No they gave us different base paint each time always a new bucket even went to sherwin williams base at one point but all from the same store.


----------



## ANew_Home_Owner (Feb 12, 2019)

carpdad said:


> The spots don't seem to follow any kind of pattern which seem to point to the paint. Paint is a mixture of liquid binder and solid, basically. If too much binder and not thoroughly mixed solids, I guess it can create different surfaces. During painting, did the rolling feel too slippery and too sticky here and there? I'm amazed you did 12 coats.
> 
> 
> As gymschu notes, shellac or maybe urethane based primer. Minimum 2 coats. I'd be tempted to coat with straight shellac. And try another store and another brand.
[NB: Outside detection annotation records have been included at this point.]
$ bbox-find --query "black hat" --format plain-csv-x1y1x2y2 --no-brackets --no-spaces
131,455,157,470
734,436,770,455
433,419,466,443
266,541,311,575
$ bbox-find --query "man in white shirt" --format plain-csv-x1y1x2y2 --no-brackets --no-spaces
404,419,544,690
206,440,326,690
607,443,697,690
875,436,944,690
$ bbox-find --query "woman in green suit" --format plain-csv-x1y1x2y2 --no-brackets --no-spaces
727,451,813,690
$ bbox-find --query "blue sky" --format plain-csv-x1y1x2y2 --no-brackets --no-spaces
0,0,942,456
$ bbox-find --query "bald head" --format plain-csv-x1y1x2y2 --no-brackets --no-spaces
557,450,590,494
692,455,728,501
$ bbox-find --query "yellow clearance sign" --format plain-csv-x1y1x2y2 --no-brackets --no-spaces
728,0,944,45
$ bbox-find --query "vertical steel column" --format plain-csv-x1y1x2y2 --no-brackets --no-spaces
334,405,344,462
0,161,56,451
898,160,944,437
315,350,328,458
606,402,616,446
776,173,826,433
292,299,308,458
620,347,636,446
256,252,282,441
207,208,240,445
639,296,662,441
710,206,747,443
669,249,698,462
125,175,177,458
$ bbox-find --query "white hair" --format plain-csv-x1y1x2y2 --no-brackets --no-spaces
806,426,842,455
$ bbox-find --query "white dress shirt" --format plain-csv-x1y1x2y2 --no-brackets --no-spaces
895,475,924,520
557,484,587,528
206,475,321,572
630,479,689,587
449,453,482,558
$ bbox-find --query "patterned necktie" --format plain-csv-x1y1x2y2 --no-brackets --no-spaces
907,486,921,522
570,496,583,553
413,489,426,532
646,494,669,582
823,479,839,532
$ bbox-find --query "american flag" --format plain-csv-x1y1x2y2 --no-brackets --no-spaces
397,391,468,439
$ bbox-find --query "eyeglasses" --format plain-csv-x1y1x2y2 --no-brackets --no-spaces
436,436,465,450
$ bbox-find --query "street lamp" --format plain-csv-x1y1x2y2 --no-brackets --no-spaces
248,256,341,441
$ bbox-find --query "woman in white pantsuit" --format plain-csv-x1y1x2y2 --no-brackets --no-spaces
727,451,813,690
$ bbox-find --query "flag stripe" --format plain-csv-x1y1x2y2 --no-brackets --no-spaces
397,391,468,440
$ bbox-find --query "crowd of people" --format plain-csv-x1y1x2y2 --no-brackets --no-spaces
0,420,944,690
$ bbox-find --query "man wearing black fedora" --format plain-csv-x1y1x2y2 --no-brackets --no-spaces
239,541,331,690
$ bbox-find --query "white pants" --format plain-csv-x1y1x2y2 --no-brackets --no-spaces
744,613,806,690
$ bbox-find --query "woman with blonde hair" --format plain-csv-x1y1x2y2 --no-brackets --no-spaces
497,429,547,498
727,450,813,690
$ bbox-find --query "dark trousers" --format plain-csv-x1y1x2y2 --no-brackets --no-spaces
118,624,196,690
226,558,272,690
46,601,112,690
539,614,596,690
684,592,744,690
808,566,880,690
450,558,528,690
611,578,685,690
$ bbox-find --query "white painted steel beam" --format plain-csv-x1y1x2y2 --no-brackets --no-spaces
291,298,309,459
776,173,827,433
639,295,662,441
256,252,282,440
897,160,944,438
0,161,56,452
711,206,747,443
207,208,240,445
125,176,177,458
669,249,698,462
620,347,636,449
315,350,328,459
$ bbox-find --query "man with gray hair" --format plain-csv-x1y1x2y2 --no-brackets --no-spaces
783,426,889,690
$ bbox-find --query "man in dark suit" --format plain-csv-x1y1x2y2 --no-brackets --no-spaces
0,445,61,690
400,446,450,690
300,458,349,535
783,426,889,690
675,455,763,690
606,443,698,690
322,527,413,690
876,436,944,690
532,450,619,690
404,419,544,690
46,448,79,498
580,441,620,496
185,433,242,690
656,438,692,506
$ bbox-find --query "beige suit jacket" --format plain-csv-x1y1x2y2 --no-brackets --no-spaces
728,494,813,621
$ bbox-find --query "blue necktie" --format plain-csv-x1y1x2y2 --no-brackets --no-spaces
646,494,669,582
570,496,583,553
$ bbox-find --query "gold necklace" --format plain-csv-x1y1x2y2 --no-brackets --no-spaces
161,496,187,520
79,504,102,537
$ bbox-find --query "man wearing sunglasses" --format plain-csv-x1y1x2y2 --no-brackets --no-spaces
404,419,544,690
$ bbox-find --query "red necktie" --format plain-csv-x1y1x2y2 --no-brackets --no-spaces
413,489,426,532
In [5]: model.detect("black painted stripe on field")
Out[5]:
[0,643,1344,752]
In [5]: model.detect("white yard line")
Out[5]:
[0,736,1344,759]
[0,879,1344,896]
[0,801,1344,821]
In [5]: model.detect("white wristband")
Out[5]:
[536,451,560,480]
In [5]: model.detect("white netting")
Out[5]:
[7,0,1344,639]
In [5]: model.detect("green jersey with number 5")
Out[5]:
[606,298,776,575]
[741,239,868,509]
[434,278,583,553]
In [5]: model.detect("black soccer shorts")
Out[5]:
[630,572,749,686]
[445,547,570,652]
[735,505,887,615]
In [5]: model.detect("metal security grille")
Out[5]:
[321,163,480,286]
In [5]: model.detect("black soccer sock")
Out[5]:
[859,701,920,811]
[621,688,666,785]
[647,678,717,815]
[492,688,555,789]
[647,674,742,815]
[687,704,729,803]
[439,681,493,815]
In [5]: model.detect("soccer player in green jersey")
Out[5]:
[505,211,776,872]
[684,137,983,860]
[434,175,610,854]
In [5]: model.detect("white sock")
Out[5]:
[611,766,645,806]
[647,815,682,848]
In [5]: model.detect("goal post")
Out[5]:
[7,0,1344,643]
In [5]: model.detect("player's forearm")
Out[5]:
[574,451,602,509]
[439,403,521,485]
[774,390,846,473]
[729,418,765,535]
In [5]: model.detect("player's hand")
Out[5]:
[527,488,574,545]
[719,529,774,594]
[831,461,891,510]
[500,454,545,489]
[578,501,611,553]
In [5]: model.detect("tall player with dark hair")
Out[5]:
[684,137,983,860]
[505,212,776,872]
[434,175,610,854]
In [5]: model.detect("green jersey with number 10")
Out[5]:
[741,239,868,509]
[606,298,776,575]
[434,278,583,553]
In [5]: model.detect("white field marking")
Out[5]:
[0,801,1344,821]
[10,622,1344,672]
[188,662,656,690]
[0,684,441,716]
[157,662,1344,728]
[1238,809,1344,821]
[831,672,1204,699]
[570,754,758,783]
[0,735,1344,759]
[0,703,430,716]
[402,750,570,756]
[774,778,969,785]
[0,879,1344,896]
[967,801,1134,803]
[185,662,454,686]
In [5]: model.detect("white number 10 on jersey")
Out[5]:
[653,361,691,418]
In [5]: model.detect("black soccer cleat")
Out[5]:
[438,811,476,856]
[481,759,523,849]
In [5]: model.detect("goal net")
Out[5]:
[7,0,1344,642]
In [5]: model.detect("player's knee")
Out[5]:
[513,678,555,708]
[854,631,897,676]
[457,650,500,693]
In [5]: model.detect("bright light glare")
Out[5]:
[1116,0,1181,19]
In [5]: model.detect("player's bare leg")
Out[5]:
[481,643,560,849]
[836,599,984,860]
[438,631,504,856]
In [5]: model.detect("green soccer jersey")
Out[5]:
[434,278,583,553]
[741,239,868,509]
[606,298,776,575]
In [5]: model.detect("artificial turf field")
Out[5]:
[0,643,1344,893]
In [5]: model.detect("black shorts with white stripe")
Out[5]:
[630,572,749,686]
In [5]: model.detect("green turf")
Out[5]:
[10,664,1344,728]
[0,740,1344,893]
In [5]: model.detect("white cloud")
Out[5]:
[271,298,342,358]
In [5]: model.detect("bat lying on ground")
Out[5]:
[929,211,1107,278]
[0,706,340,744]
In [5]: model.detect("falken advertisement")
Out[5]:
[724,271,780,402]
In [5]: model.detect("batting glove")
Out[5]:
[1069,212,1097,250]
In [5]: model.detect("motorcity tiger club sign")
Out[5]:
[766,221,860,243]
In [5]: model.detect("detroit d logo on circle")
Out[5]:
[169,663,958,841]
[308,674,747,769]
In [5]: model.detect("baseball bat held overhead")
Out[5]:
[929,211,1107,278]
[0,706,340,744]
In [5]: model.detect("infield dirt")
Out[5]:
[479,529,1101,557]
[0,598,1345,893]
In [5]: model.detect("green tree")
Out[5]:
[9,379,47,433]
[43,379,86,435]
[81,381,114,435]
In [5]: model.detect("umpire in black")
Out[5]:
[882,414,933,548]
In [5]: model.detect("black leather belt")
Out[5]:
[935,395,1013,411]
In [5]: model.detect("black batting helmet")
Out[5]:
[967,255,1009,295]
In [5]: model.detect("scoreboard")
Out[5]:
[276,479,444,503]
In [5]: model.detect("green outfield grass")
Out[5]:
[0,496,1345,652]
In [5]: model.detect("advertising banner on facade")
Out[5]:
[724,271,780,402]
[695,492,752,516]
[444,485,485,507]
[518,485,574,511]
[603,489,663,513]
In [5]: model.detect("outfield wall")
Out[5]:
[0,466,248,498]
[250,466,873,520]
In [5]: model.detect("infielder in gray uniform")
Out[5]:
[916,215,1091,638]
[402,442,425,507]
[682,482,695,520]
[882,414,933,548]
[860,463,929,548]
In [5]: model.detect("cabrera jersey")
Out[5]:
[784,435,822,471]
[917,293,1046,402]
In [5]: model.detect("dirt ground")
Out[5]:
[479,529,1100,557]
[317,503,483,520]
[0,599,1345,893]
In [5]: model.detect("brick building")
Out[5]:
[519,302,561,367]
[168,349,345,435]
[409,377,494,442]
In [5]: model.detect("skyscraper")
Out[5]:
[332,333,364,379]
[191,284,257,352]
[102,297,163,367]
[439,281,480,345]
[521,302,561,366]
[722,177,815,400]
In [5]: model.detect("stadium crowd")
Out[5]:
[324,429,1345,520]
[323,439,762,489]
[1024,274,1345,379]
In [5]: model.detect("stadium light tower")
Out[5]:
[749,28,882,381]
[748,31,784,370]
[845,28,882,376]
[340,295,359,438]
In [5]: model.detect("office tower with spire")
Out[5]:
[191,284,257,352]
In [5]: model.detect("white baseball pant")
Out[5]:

Is it also possible that there was a power out and the whole inventory froze at some time? I'm wondering if the stock separated and froze (hardened) at different levels and failed to mix properly. Whatever you try, get quart cans and test with smaller area first. 3x3 areas over the problem areas, like the second photo. 2 areas with 2 coats shellac primer. Then finish with the paint you have and with another finish paint.
> ...


The painters did not note anything when rolling the walls. They did different colors prior to this in other rooms without the issue appearing. We did what the store and then what valspar told us to do. the first three being the original coating. 
I will pass on the suggestions to the builder and painter. I was hoping someone would recognize this and be like oh I know what that is. It starts as a few circles then spreads like you see.
Thank You


----------



## carpdad (Oct 11, 2010)

https://www.dulux.com.au/applicator/technical-advice/application/surfactant-leaching


Hope this helps. That is a total mystery, although this is also the first time hearing about surfactants in paint. I googled: shiny smudges on newly painted walls. The article says try washing the wall, meaning wipe with damp sponge. I'm not sure what you should do if it is the surfactant leaching. It seems that you shouldn't put more coats until the surfactant is finished leaching and wiped away. It may not be since you said you tried wiping and it came up dry. You may have to call the paint maker and ask about this and other chemicals in the paint and what kind of sealer or primer would give you impermeable surface. Also maybe consider flatter and lighter color paint. You can't sand paint textures created so far. Paint is acrylic, more like rubber than a hard solid surface.


Also, https://www.sherwin-williams.com/ho...stain-discoloration/sw-article-dir-surfactant


----------



## Ca443 (Feb 11, 2019)

I would see if valspar would send out a rep.


----------



## mark sr (Jun 13, 2017)

from post #1


> Valspar has been on site to look at this and has no idea what it is either.



There is usually moisture and dark colors involved when there is surfactant leaching. I don't recall seeing it in places other than bath rms [or similar humidity] and on the exterior.


----------



## carpdad (Oct 11, 2010)

https://www.painttalk.com/f2/surfactant-leaching-6763/


I thought I painted enough but guess not.:smile: This discussion, I think, talks about outside paint problem, but inside should apply. Also still assuming your wall is leaching problem.


I'm wondering also if the drywall had more moisture in it and if the drywall compounding had dried enough before painting started. What your now climate is and if the house is heated (if yes, how). Propane heater, example.



Finally please forget what I said about glossy paint and leaching. Above pro says it shows up more on flat paints.


----------



## cusingeorge (Jun 21, 2018)

Looks like it's following where the sheetrock was taped, maybe a spoiled box of mud?


----------